We thank the reviewer for their comments. Reviewer #2 also made a comment regarding the genomewide threshold, “However, it remains unclear why the authors found it appropriate to apply STEAM to the LAAA model, a joint test for both allele and ancestry effects, which does not benefit from the same reduction in testing burden.” The reviewers’ have correctly identified our oversight - we have amended the manuscript as follows:

(1) The abstract, “We identified a suggestive association peak (rs3117230, p-value = 5.292 x10-6, OR = 0.437, SE = 0.182) in the HLA-DPB1 gene originating from KhoeSan ancestry.”

(2) From line 233 to 239: “The R package STEAM (Significance Threshold Estimation for Admixture Mapping) (Grinde et al., 2019) was used to determine the admixture mapping significance threshold given the global ancestral proportions of each individual and the number of generations since admixture (g = 15). For the LA model, a genome-wide significance threshold of pvalue < 2.5 x 10-6 was deemed significant by STEAM. The traditional genome-wide significance threshold of 5 x 10-8 was used for the GA, APA and LAAA models, as recommended by the authors of the LAAA model (Duan et al., 2018).”

(3) We excluded the results for the signal on chromosome 20, since this also did not reach the LAAA model genome-wide significance threshold.

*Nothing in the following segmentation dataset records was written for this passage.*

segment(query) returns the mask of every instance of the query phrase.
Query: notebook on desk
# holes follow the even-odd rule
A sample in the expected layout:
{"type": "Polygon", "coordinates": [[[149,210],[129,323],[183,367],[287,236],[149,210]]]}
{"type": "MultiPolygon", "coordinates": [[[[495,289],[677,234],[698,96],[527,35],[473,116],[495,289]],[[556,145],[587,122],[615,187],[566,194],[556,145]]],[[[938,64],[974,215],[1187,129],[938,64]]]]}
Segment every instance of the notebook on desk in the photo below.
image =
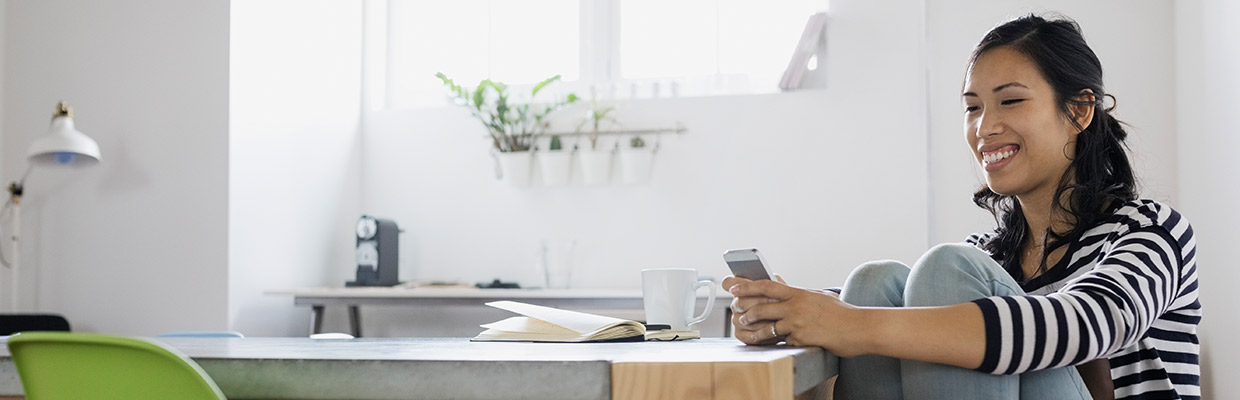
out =
{"type": "Polygon", "coordinates": [[[640,322],[585,312],[492,301],[487,306],[521,315],[484,324],[476,342],[641,342],[646,327],[640,322]]]}

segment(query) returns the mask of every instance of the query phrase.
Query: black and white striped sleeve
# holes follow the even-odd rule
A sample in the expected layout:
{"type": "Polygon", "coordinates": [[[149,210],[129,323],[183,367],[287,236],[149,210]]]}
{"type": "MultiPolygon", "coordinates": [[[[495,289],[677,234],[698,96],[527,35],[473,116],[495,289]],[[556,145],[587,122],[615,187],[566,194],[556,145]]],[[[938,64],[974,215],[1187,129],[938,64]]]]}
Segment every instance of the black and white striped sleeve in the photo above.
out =
{"type": "Polygon", "coordinates": [[[980,372],[1081,364],[1132,346],[1176,300],[1179,243],[1161,225],[1131,230],[1087,274],[1045,296],[987,297],[980,372]]]}

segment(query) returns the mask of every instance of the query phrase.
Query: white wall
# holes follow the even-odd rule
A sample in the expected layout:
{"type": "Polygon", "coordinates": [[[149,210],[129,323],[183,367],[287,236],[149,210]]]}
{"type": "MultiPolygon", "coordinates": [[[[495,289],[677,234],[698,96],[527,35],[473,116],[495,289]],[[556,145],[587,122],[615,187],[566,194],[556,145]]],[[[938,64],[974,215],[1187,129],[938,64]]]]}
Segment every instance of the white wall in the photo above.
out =
{"type": "Polygon", "coordinates": [[[358,215],[361,2],[234,1],[229,79],[229,327],[300,336],[267,291],[341,285],[358,215]]]}
{"type": "Polygon", "coordinates": [[[1240,238],[1240,2],[1177,1],[1176,77],[1180,211],[1197,233],[1203,305],[1203,399],[1240,394],[1240,269],[1228,249],[1240,238]]]}
{"type": "Polygon", "coordinates": [[[4,5],[5,182],[62,99],[103,151],[26,182],[20,308],[93,332],[224,328],[228,4],[4,5]]]}
{"type": "Polygon", "coordinates": [[[826,90],[621,104],[627,126],[688,128],[662,139],[649,185],[513,188],[464,110],[388,111],[366,130],[365,211],[405,229],[404,280],[534,284],[543,238],[578,240],[578,287],[637,289],[656,266],[722,277],[743,246],[807,286],[911,263],[928,244],[921,1],[831,11],[826,90]]]}
{"type": "Polygon", "coordinates": [[[1060,12],[1081,25],[1102,62],[1106,90],[1118,100],[1115,115],[1130,124],[1130,155],[1142,197],[1178,204],[1176,111],[1167,107],[1176,97],[1169,1],[929,0],[931,243],[959,241],[994,227],[991,214],[972,202],[985,181],[965,145],[961,83],[982,36],[1029,12],[1060,12]]]}

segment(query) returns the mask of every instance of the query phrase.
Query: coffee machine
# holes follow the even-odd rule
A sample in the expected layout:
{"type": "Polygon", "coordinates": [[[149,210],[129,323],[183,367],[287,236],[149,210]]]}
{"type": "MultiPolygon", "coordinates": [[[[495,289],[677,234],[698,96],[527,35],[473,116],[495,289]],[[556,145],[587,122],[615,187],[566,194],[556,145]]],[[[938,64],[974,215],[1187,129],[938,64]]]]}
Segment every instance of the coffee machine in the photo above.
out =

(4) From line 296 to 308: “LAAA models were successfully applied for all five contributing ancestries (KhoeSan, Bantu-speaking African, European, East Asian and Southeast Asian). However, no variants passed the threshold for statistical significance. Although no variants reached genome-wide significance, a suggestive peak was identified in the HLA-II region of chromosome 6 when using the LAAA model and adjusting for KhoeSan ancestry (Figure 3). The QQ-plot suggested minimal genomic inflation, which was verified by calculating the genomic inflation factor ( = 1.05289) (Supplementary Figure 1). The lead variants identified using the LAAA model whilst adjusting for KhoeSan ancestry in this region on chromosome 6 are summarised in Table 3. The suggestive peak encompasses the HLA-DPA1/B1 (major histocompatibility complex, class II, DP alpha 1/beta 1) genes (Figure 4). It is noteworthy that without the LAAA model, this suggestive peak would not have been observed for this cohort. This highlights the importance of utilising the LAAA model in future association studies when investigating disease susceptibility loci in admixed individuals, such as the SAC population.”

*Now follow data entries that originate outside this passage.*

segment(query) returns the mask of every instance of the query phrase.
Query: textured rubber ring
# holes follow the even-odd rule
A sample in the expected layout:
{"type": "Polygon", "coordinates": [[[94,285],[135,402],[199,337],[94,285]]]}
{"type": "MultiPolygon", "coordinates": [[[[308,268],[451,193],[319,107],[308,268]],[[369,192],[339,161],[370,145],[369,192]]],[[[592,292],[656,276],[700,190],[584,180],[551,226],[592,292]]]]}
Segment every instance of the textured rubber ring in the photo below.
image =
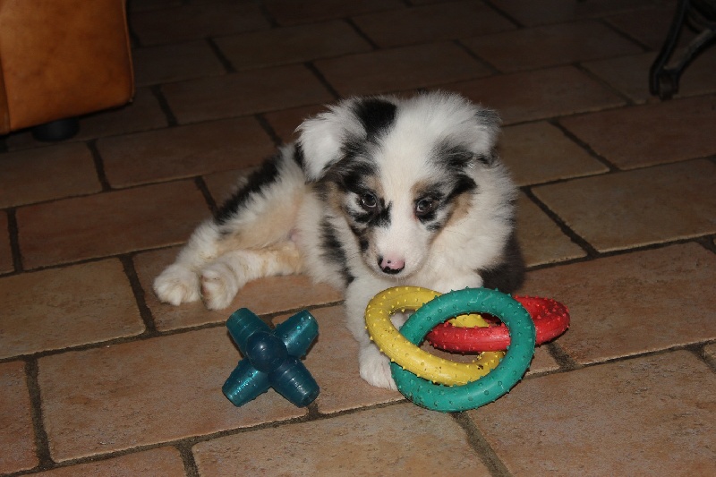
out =
{"type": "MultiPolygon", "coordinates": [[[[446,360],[430,354],[417,346],[432,327],[427,328],[425,333],[420,336],[421,339],[411,343],[390,321],[390,315],[396,311],[422,309],[421,307],[425,303],[439,295],[440,294],[438,292],[417,286],[388,288],[378,294],[371,300],[365,310],[366,328],[371,335],[371,339],[375,342],[382,353],[390,358],[391,362],[397,362],[400,367],[430,381],[452,386],[479,379],[498,365],[499,360],[504,356],[504,353],[483,353],[473,362],[456,362],[446,360]]],[[[459,314],[464,313],[446,315],[438,322],[459,314]]],[[[412,319],[413,317],[408,321],[412,319]]]]}
{"type": "MultiPolygon", "coordinates": [[[[550,298],[515,296],[515,300],[530,313],[537,332],[537,345],[556,338],[569,328],[567,307],[550,298]]],[[[509,346],[509,332],[504,325],[489,328],[466,328],[455,320],[436,326],[428,333],[428,342],[445,351],[474,353],[504,351],[509,346]]]]}
{"type": "Polygon", "coordinates": [[[491,403],[522,379],[534,353],[535,329],[527,311],[509,295],[486,288],[450,292],[417,310],[400,331],[417,345],[437,324],[458,314],[475,312],[497,316],[509,329],[511,345],[497,368],[476,381],[446,387],[418,378],[392,362],[393,378],[405,397],[434,411],[465,411],[491,403]]]}

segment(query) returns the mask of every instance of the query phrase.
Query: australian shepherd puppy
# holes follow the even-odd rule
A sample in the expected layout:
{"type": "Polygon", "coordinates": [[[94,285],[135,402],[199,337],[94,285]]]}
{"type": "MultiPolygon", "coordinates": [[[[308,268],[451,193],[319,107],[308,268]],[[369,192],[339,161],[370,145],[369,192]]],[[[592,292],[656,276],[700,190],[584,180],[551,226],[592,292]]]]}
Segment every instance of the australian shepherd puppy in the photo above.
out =
{"type": "Polygon", "coordinates": [[[340,286],[361,376],[396,388],[365,330],[373,295],[404,285],[510,293],[522,283],[499,127],[495,112],[456,94],[342,100],[306,120],[295,144],[196,229],[154,290],[217,310],[261,277],[303,272],[340,286]]]}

We acknowledge that our results are not statistically significant. However, our study advances this area of research by identifying suggestive African-specific ancestry associations with TB in the HLA-II region. These findings build upon the work of the ITHGC, which did not identify any significant associations or suggestive peaks in their African-specific analyses. We have included this argument in our manuscript (from lines 425 to 432):

“The ITHGC did not identify any significant associations or suggestive peaks in their African ancestryspecific analyses. Notably, the suggestive peak in the HLA-DPB1 region was only captured in our cohort using the LAAA model whilst adjusting for KhoeSan local ancestry. This underscores the importance of incorporating global and local ancestry in association studies investigating complex multi-way admixed individuals, as the genetic heterogeneity present in admixed individuals (produced as a result of admixtureinduced and ancestral LD patterns) may cause association signals to be missed when using traditional association models (Duan et al., 2018; Swart, van Eeden, et al., 2022).”

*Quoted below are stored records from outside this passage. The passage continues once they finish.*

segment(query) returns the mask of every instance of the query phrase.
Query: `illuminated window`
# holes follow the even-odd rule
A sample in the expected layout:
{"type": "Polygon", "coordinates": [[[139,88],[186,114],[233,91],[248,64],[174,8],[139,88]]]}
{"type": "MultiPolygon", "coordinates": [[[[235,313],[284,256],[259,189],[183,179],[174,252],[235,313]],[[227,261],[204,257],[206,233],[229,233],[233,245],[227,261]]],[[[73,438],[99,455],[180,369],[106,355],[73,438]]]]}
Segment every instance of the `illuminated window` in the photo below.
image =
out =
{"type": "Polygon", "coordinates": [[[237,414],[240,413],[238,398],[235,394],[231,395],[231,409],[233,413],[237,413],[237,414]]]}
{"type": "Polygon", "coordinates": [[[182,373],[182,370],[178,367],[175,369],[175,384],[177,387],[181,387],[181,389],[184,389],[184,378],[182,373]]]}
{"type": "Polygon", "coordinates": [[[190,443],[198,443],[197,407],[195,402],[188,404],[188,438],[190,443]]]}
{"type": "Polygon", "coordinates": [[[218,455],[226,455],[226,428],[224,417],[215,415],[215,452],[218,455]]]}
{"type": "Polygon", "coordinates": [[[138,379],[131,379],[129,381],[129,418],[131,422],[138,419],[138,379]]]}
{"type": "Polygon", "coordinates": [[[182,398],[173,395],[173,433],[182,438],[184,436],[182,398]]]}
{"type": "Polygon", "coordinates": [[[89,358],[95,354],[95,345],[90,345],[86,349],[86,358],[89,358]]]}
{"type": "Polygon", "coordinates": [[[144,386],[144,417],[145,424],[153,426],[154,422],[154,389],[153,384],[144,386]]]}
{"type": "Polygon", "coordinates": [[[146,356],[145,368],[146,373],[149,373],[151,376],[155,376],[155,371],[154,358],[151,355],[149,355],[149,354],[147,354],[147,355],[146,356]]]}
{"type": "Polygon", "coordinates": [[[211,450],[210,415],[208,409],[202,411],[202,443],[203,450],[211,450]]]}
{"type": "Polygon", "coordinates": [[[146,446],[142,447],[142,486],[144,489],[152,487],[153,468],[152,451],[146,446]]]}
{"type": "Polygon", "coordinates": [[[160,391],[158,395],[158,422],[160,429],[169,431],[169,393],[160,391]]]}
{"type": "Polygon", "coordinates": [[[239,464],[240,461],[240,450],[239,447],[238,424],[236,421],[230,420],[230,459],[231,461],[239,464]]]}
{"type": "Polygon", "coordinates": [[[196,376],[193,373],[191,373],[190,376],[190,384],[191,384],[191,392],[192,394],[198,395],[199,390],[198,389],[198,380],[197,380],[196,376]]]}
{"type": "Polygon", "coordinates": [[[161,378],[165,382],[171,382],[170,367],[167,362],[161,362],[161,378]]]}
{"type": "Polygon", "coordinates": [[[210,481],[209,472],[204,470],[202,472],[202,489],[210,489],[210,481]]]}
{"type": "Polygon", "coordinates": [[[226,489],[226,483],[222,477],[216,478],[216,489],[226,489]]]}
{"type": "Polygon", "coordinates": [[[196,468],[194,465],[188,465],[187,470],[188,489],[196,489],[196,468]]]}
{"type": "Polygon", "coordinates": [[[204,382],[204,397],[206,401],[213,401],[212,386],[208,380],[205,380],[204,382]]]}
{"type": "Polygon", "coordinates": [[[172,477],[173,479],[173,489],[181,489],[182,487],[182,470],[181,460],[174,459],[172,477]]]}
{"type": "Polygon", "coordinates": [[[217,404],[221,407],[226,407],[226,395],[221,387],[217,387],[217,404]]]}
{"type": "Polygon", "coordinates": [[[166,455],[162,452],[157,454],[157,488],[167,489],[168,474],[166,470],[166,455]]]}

We appreciate the comment regarding additional analyses. We acknowledge that we did not validate our SNP peak in the HLA-II region through fine-mapping due to the lack of a suitable reference panel (see lines 490 to 500). Our long-term goal is to develop a HLA-imputation reference panel incorporating KhoeSan ancestry; however, this is beyond the scope and funding allowances of this study.

Reviewer #2 (Recommendations for the authors):

The authors we think have done an excellent job with their responses and the manuscript has been substantially improved.

Thank you for taking the time to help us improve our manuscript.